Subclinical Hypothyroidism
LT4 is recommended when:
- TSH >10 mIU/L
- Woman who wishes to conceive or is currently pregnant
Most other patients can be monitored annually. A trial of LT4 may be considered in young/middle-aged patients with symptoms or cardiac risk. Confirm TSH elevation is sustained over 3 months before treating. Starting dose: 25-50 μg/day.
Pregnancy
- Goal TSH: <2.5 mIU/L (lower half of trimester-specific range) before and throughout pregnancy
- Increase LT4 from once-daily to nine doses per week immediately upon confirmed pregnancy
- Athyroic women require ~45% more LT4; those with Hashimoto's require less (some residual function)

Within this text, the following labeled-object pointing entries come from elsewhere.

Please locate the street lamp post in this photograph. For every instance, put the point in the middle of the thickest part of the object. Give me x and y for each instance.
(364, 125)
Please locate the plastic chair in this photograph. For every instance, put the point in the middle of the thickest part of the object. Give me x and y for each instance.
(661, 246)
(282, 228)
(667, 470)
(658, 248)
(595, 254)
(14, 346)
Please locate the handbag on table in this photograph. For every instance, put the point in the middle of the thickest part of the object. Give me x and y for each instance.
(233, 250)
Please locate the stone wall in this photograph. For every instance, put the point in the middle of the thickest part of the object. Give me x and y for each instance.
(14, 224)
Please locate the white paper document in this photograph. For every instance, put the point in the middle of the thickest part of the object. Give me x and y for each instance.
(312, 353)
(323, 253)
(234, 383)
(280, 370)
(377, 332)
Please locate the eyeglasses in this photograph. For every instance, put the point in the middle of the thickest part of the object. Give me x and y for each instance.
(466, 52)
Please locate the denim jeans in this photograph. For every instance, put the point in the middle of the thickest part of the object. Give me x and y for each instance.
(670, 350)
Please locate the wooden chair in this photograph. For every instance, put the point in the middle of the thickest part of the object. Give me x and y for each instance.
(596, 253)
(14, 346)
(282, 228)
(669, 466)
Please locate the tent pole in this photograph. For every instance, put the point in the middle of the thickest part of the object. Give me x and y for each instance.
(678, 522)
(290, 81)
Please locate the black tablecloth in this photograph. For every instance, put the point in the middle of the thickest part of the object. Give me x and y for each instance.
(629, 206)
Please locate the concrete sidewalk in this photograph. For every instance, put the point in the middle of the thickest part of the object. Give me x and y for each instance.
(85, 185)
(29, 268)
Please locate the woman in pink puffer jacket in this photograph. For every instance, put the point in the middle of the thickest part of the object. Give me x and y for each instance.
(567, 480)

- TSH monitoring: every 4 weeks during first half of pregnancy; every 6-8 weeks after 20 weeks
- Return to pre-pregnancy doses after delivery
- Separate prenatal vitamins and iron supplements from LT4 ingestion
- Although thyroid autoantibodies in euthyroid women are associated with miscarriage/preterm delivery, RCTs of LT4 prior to conception in this population have NOT shown benefit
Elderly Patients
- May require ~20% less thyroxine than younger patients
- Starting dose: 12.5-25 μg/day with careful increments every 2-3 months
- In known coronary artery disease, full replacement may not be achievable despite optimal antianginal therapy
- Emergency surgery is generally safe in untreated hypothyroidism; routine surgery should be deferred until euthyroid
MYXEDEMA COMA
The most severe, life-threatening form of hypothyroidism.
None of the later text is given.